One of his meetings this week was at the Drugs Enforcement Agency, to set up a system for sharing out the information to ensure it reaches the most appropriate agency to take action.

"We’re satisfied following our meetings here in Washington that there has been considerable interest in that reward scheme to the extent that it requires some logistics around the sharing of the information and evaluating each piece of it.

"The amount is significant. It ranges in quality, but certainly does offer the prospect of additional actions being taken by law enforcement across the globe".

He said he was satisfied "that there will be additional actions in relation to criminal prosecution, both in Ireland and maybe further afield relating to those who are at the apex of the Kinahan organised crime group".

Assistant Commissioner O’Driscoll said that in follow-up talks with colleagues at Europe and the US agencies the initiative unveiled at City Hall in Dublin last month "is now described as a potential template for taking on other organised crime groups that have a transnational aspect to them.

"That is spoken about both here in Washington and in the Hague in terms of Europe’s interest in how we went about our business in this particular project," he said.

Under Commissioner Drew Harris, An Garda Síochána has expanded its "liaison network" of officers stationed in other countries - which now includes Washington DC and Bogota, Colombia.

The liaison officers are tasked with engaging with law enforcement agencies in North, central and South America to ensure better coordination in operations targeting particular criminals and crime groups.

The Assistant Commissioner and the head of the Garda Anti-Drugs and Organised Crime Bureau, Detective Chief Superintendent Seamus Boland, visited the DEA special operations division, the Customs and Border Protection agencies National Targeting Centre and the Treasury Department’s Office of Foreign Asset Control (OFAC).

As well as official agency business, Assistant Commissioner O’Driscoll attended the annual Peace Officers Commemoration, which took place on Capitol Hill, and was addressed by US President Joe Biden.

It is a part of the US National Police Week. The Commemoration was established by President John F Kennedy in 1962.

An Garda Síochána, which marks the centenary of its founding this year, was invited to participate in a wreath-laying ceremony on behalf of international law enforcement agencies.

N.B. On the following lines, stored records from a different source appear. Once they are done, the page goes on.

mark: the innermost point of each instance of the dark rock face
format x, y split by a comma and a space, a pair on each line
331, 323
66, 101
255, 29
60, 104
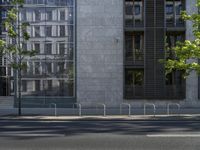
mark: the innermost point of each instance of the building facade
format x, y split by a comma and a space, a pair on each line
108, 51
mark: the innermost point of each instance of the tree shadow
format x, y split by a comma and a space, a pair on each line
51, 128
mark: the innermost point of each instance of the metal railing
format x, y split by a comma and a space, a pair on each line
79, 108
104, 108
149, 104
172, 104
129, 108
55, 108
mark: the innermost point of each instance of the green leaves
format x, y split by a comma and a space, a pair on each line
17, 32
186, 50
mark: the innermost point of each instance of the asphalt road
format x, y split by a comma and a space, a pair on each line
99, 135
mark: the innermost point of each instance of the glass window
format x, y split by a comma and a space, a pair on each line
24, 86
37, 31
37, 47
129, 8
51, 2
134, 77
48, 48
62, 30
62, 15
49, 84
37, 68
178, 9
49, 15
48, 31
169, 9
3, 14
62, 48
48, 67
37, 15
37, 85
61, 67
137, 9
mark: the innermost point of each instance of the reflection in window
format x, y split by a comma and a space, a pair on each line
48, 31
37, 68
137, 9
62, 15
37, 47
49, 15
173, 12
24, 86
134, 77
61, 48
37, 15
169, 9
47, 71
48, 67
62, 30
134, 47
134, 12
37, 31
37, 85
48, 48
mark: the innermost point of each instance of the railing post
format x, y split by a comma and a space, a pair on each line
104, 108
171, 104
55, 108
79, 108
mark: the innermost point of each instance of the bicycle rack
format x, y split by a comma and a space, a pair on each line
173, 104
104, 108
55, 108
149, 104
79, 108
129, 108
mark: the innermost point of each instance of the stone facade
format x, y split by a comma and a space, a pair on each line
100, 51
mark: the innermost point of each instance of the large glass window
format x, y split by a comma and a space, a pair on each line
134, 45
134, 81
51, 72
173, 10
134, 11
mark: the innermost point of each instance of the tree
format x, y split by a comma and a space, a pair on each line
188, 49
11, 48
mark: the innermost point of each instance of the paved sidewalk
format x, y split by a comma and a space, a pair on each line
188, 117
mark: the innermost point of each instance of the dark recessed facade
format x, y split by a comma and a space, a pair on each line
150, 27
101, 52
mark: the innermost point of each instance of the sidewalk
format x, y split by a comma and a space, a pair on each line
186, 117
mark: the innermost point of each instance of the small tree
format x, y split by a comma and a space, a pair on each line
189, 49
11, 48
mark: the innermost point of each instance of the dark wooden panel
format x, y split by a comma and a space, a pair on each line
149, 64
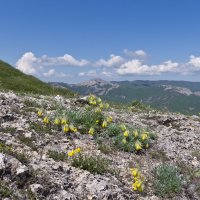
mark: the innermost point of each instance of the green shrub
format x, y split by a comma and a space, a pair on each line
167, 181
4, 190
93, 164
57, 156
85, 119
40, 128
28, 141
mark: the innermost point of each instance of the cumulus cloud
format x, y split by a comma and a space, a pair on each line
195, 62
131, 64
106, 73
51, 72
90, 73
111, 62
30, 64
136, 66
137, 53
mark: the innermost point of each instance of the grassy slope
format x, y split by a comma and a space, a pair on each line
13, 79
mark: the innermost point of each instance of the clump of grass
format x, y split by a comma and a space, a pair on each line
5, 192
30, 103
167, 181
93, 164
131, 140
7, 149
11, 130
28, 141
105, 148
57, 156
22, 157
40, 128
158, 155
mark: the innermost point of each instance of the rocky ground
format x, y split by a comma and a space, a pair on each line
28, 172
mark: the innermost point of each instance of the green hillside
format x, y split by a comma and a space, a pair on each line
13, 79
175, 96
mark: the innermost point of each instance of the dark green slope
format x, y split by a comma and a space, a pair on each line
13, 79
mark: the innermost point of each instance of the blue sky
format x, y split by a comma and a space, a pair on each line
76, 40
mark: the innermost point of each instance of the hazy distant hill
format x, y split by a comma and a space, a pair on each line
177, 96
13, 79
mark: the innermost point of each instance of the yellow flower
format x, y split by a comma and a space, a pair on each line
66, 128
134, 172
91, 131
40, 113
57, 121
124, 140
46, 120
104, 125
138, 145
144, 136
109, 119
63, 121
126, 133
135, 133
123, 127
71, 153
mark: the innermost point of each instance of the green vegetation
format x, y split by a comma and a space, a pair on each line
7, 149
167, 181
93, 164
4, 190
13, 79
40, 128
28, 141
57, 156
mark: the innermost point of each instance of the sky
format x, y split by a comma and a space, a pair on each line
76, 40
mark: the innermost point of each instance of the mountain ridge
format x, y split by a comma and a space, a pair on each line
175, 96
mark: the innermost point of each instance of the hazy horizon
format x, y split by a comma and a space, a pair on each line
74, 41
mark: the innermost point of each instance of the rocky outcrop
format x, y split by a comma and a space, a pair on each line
29, 173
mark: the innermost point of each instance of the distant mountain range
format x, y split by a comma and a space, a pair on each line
13, 79
176, 96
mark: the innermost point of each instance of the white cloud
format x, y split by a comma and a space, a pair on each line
136, 66
28, 63
137, 53
132, 64
113, 61
105, 73
195, 62
90, 73
51, 72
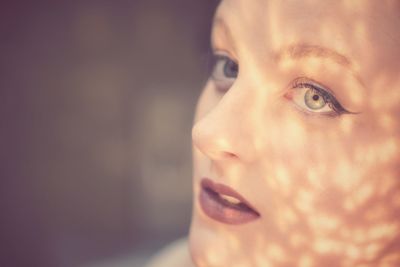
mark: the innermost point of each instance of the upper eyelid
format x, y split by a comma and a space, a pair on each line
224, 54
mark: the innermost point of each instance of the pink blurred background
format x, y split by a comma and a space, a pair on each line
96, 103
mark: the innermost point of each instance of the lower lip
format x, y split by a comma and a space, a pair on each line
217, 209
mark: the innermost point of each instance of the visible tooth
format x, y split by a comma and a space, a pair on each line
230, 199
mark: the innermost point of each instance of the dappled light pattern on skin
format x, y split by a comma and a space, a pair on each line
327, 186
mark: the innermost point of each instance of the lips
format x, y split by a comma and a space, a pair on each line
223, 204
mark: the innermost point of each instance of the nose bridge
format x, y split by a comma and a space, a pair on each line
226, 131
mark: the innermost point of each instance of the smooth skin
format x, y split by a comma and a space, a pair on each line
325, 180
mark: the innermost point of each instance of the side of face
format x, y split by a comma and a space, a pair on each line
323, 171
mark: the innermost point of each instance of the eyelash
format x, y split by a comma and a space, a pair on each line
328, 97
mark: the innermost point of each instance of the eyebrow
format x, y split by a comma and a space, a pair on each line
299, 51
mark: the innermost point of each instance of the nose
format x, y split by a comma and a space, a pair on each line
225, 133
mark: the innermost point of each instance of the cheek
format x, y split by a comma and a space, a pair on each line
334, 174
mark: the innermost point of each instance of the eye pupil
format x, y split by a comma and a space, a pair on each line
314, 100
231, 69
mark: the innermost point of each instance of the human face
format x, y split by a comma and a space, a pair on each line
301, 118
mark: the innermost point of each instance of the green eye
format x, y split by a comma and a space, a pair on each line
314, 100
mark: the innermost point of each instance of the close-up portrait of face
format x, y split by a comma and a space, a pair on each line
296, 138
217, 133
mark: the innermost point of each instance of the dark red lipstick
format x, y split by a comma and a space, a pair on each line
223, 204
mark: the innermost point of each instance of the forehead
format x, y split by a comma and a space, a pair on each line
365, 31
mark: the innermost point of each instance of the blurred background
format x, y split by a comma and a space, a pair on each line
96, 105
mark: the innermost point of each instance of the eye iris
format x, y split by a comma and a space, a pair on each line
231, 69
314, 100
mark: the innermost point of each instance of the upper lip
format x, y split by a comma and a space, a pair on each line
225, 190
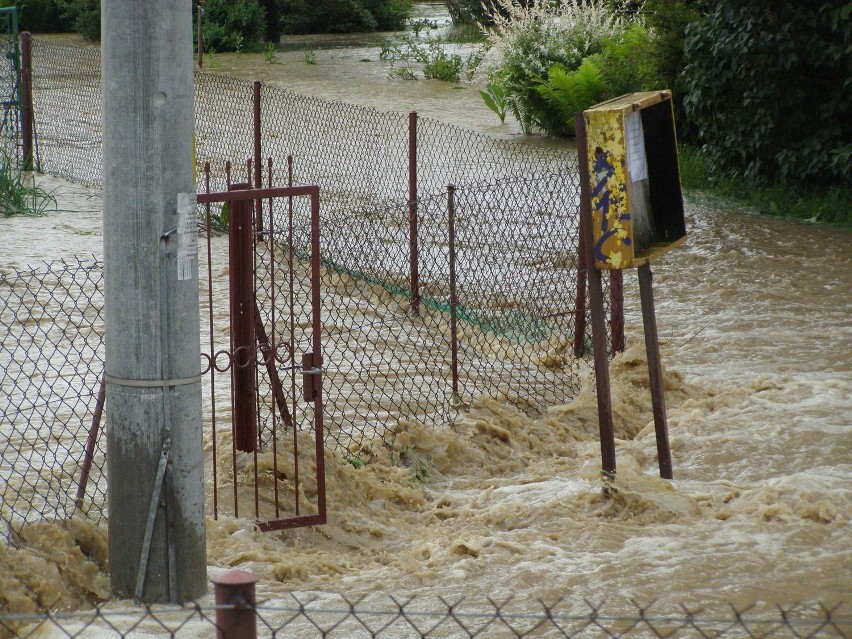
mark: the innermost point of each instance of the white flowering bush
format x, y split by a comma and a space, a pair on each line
529, 37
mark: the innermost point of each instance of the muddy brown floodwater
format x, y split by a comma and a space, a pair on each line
755, 316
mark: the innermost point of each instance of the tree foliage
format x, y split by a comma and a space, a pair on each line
233, 25
769, 83
343, 16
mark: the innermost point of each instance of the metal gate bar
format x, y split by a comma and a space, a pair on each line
251, 342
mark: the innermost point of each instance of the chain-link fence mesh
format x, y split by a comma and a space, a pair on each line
394, 617
51, 363
10, 82
67, 110
403, 338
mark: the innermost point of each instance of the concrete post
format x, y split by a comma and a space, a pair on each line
153, 404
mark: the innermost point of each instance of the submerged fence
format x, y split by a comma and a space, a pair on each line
10, 85
483, 300
382, 616
51, 362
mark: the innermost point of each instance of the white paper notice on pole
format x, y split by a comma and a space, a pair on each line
187, 236
637, 163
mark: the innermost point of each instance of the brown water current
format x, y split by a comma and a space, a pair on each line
755, 319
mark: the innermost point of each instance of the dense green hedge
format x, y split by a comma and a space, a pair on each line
768, 86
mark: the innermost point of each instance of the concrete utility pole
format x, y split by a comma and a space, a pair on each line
153, 407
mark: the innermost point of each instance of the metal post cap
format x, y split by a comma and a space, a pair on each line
235, 577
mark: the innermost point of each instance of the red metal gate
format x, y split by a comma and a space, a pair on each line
264, 361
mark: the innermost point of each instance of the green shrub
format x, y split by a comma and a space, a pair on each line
769, 87
437, 62
390, 15
233, 25
830, 206
532, 39
467, 12
18, 195
567, 92
628, 62
668, 20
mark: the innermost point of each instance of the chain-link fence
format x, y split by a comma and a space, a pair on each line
51, 363
393, 617
430, 296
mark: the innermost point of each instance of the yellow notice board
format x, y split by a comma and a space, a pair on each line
637, 205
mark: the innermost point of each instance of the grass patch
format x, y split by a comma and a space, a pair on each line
19, 195
828, 206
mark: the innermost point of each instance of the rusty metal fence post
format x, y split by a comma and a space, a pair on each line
243, 324
454, 342
258, 166
580, 298
412, 213
27, 101
235, 601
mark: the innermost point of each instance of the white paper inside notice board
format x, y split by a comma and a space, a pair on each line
637, 162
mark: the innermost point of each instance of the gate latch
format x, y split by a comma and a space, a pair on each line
311, 377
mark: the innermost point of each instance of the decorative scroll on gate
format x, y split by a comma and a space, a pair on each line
263, 357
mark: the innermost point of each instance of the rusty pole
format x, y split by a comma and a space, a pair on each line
655, 371
27, 101
91, 442
258, 179
200, 34
243, 324
454, 342
616, 311
235, 602
580, 298
412, 213
596, 299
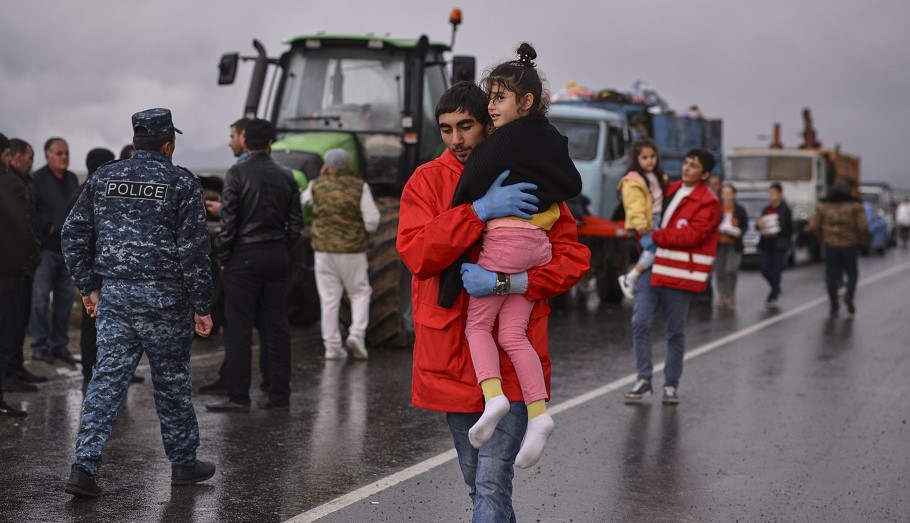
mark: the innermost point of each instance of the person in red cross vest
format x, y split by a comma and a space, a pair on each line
686, 245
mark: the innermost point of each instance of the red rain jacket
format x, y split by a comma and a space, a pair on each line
431, 236
687, 245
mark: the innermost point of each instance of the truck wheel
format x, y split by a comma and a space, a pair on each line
391, 313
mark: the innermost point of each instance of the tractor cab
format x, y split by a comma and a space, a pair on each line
374, 96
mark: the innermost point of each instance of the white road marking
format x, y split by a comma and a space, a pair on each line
424, 466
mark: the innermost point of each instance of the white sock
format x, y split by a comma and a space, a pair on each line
494, 410
539, 430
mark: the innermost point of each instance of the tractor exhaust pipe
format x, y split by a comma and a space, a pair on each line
257, 80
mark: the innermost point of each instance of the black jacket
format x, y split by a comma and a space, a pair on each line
535, 151
17, 243
260, 203
51, 200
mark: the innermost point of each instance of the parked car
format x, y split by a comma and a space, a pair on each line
878, 229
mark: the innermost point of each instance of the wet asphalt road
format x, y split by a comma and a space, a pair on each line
786, 415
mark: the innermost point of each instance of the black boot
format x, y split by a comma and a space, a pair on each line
82, 484
199, 471
11, 412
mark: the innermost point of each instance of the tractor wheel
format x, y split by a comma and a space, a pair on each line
391, 313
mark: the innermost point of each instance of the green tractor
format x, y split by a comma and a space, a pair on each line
374, 96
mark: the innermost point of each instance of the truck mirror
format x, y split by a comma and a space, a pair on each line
227, 68
463, 68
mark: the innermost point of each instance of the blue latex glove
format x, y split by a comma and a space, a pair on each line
511, 200
478, 281
647, 243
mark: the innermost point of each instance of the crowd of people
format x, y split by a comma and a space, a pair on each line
484, 229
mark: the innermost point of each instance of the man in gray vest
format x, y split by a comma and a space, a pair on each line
343, 213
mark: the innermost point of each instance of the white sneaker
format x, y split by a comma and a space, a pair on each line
336, 353
358, 349
627, 286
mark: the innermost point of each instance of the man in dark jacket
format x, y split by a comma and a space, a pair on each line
260, 222
18, 378
17, 245
776, 227
51, 192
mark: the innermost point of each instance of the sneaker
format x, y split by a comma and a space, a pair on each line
199, 471
67, 356
216, 387
227, 406
10, 411
23, 374
358, 349
274, 405
851, 307
82, 484
44, 356
627, 286
641, 389
17, 385
671, 396
336, 354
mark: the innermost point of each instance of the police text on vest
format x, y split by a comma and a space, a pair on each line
136, 190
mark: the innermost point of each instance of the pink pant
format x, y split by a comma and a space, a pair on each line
509, 250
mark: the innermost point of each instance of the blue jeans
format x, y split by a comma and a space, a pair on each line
51, 277
772, 265
675, 303
490, 469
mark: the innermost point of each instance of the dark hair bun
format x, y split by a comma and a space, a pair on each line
526, 54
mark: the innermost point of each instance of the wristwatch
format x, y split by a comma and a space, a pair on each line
503, 282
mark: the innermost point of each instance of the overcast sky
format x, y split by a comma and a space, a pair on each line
79, 69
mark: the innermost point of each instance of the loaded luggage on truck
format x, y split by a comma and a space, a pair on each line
600, 127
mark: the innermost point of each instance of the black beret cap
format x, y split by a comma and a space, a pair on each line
153, 123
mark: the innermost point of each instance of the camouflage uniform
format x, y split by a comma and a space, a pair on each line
344, 212
138, 234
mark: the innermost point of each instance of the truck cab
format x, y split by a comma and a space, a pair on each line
597, 145
805, 176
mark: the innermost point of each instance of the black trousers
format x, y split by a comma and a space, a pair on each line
840, 260
9, 321
16, 360
88, 344
255, 286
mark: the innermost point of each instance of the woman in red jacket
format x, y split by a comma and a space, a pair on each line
431, 236
686, 245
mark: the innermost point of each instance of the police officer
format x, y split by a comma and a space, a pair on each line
137, 245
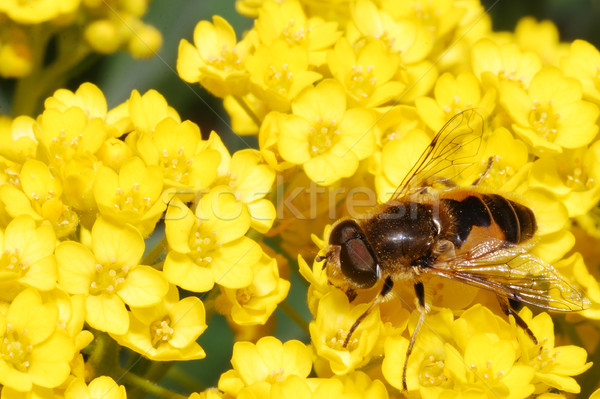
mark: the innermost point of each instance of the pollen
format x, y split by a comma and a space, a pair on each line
161, 331
11, 262
362, 81
204, 243
176, 166
432, 372
15, 349
108, 280
323, 135
544, 120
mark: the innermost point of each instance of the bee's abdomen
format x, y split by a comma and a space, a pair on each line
515, 220
500, 217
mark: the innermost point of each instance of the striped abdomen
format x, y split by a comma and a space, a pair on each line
469, 216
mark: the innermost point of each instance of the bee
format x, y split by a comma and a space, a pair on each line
430, 226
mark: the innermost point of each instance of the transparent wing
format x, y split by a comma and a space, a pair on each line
452, 150
516, 274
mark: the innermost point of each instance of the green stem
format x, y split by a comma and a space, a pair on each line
149, 386
155, 252
248, 110
30, 90
294, 315
105, 357
176, 374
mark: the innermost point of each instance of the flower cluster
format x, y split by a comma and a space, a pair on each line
347, 96
43, 41
82, 188
128, 227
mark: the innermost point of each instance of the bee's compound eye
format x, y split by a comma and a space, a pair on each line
357, 263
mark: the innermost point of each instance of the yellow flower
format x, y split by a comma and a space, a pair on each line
168, 330
427, 370
366, 73
210, 247
188, 164
250, 179
554, 366
88, 97
504, 63
255, 303
34, 350
27, 255
288, 21
268, 361
102, 387
405, 37
582, 63
328, 332
109, 275
278, 72
16, 57
131, 196
216, 59
550, 115
324, 136
397, 158
38, 11
541, 38
452, 96
572, 176
69, 133
17, 140
40, 197
146, 111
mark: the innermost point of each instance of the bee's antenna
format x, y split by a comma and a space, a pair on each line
322, 258
387, 287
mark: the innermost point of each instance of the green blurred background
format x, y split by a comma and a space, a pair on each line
117, 75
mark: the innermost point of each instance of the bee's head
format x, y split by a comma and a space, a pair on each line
350, 257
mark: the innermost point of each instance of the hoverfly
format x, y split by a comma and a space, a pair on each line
431, 226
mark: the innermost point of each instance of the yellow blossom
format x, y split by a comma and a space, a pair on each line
541, 38
210, 247
278, 72
99, 388
40, 197
27, 255
109, 275
187, 162
268, 361
255, 303
554, 366
131, 196
504, 63
38, 11
452, 96
366, 73
324, 136
34, 350
582, 63
216, 59
335, 316
288, 21
16, 57
166, 331
250, 179
550, 115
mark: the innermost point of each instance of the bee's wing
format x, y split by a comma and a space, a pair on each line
454, 146
515, 274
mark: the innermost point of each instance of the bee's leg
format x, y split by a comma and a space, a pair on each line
508, 307
388, 284
420, 291
485, 172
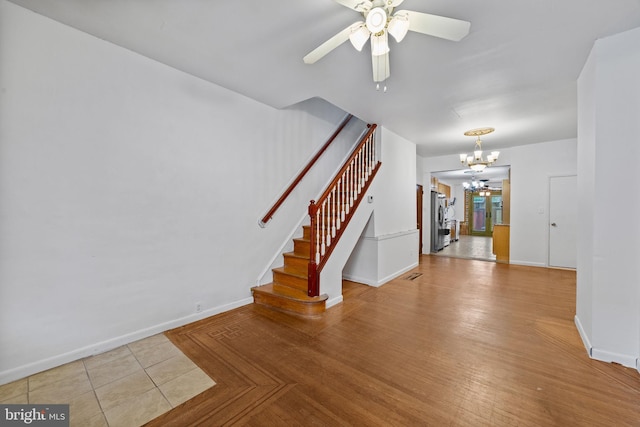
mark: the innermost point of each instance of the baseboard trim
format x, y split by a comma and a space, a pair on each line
583, 335
527, 263
377, 283
603, 355
608, 356
103, 346
397, 273
334, 301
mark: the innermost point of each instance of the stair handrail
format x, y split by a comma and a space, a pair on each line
342, 196
267, 217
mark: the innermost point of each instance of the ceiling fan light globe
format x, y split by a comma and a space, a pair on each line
359, 37
379, 44
398, 26
376, 20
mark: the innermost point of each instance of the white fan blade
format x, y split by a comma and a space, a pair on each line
357, 5
437, 26
380, 67
328, 46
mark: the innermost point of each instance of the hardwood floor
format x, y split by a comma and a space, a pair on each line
465, 343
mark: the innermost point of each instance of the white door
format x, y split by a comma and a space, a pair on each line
563, 214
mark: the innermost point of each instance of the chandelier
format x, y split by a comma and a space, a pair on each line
476, 162
479, 187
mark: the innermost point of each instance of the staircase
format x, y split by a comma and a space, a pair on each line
296, 285
288, 291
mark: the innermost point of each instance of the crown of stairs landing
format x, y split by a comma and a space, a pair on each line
288, 291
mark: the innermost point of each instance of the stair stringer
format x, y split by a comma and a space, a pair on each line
331, 273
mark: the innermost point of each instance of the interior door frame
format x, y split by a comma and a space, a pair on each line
489, 220
419, 206
551, 221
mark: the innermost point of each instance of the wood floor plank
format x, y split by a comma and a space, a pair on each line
463, 343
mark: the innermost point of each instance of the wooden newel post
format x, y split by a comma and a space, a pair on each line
312, 276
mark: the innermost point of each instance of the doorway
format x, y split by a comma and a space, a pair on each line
563, 210
419, 194
485, 210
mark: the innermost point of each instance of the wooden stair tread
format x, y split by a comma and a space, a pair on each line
282, 271
289, 300
295, 255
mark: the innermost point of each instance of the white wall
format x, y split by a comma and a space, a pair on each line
608, 298
388, 245
531, 167
130, 191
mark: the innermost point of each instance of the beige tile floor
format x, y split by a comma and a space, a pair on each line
127, 386
470, 247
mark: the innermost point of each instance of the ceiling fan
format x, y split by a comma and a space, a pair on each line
379, 21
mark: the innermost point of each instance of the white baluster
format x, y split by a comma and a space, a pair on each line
340, 217
322, 232
355, 180
318, 236
361, 170
328, 232
333, 215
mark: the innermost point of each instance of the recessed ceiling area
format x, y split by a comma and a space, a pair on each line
516, 70
494, 176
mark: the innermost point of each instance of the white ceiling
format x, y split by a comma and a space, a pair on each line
516, 71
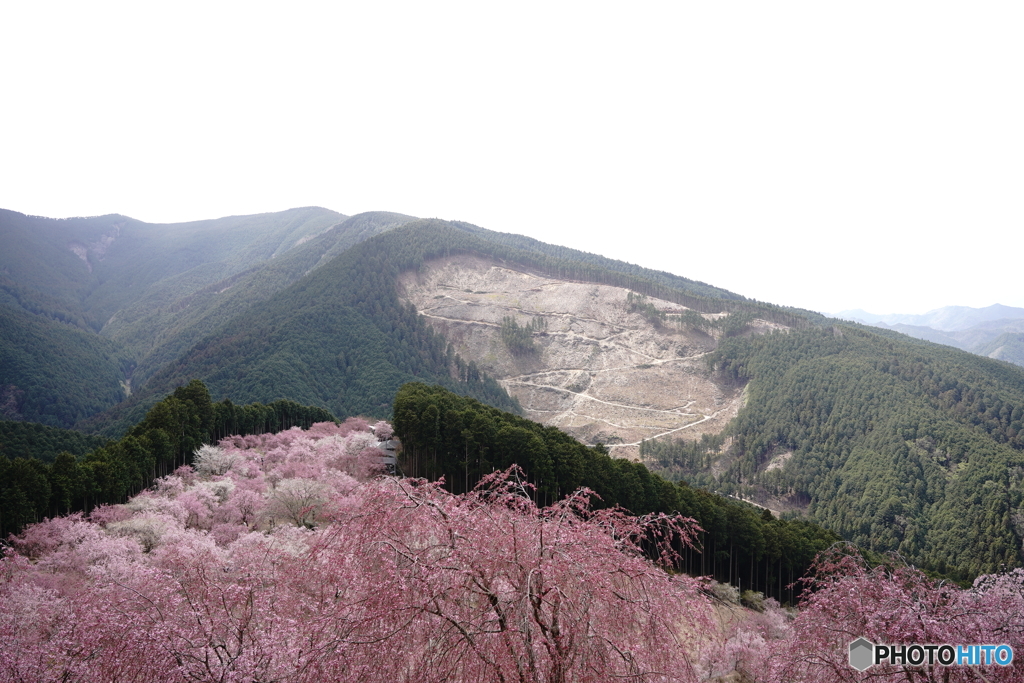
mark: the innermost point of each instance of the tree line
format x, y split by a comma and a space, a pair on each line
463, 440
897, 445
32, 488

"It’s an event that serves to remind us of the tragic consequences of criminal activity by those engaged in serious and organised crime," Mr O’Driscoll said, adding that "it gives us an opportunity to demonstrate that those people who we commemorate today have not lost their lives in vain, and we are determined to continue the pursuit of serving our communities, protecting them from serious and organised crime".

"We also recall today all the members of An Garda Síochána who died in the line of duty, and indeed people like Private Kelly, a member of our Defense Forces who died in Ballinamore, along with Recruit Garda Gary Sheehan.

"We remember all those who have died in pursuit of protecting communities in Ireland. And I have an opportunity in representing International Law enforcement to recall colleagues that we have worked with in Europe and further afield in protecting those who are vulnerable to the activities of organised crime", he said.